Bruce had never spoken much to him of Gene Michaelis. They had been children together on the waterfront. Bruce was a year younger, doubtless a quiet bookish sort, teacher's pet, even then—but apparently unaffected by it, so that he was not disliked. Still, he must have been lonely. And Gene was a rough-and-tumble fisherman's son. Nevertheless, one of those odd fierce boy-friendships had existed between them. Bruce had probably dominated it, without either of them realizing the fact.
In time they drifted apart. Gene had left high school at sixteen, Bruce had said, after some whoopdedo involving a girl; he had tramped since then, dock walloper, fry cook, bouncer, salesman—he found it easy to lie about his age. Now and then he revisited the Bay Area. His return from Navy service had been last summer, when Kintyre was still in Europe; Kintyre had never actually met him. Gene had looked up Bruce in Berkeley, and through Bruce renewed an acquaintance with Corinna, and after that Gene had moved over to San Francisco.

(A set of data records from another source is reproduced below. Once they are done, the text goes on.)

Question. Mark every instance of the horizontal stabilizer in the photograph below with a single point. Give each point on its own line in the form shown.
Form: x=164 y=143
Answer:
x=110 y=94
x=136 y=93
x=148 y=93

Number 8. Kintyre heard television bray through the thin panels. He looked at his watch. Past ten o'clock. Oh, hell, let's play by ear. He knocked.
Feet shuffled inside. The door opened. Kintyre looked slightly upward, into a lined heavy face with a thick hook nose and small black eyes and a gray bristle of hair. The man had shoulders like a Mack truck, and there wasn't much of a belly on him yet. He wore faded work clothes. The smell of cheap wine was thick around him.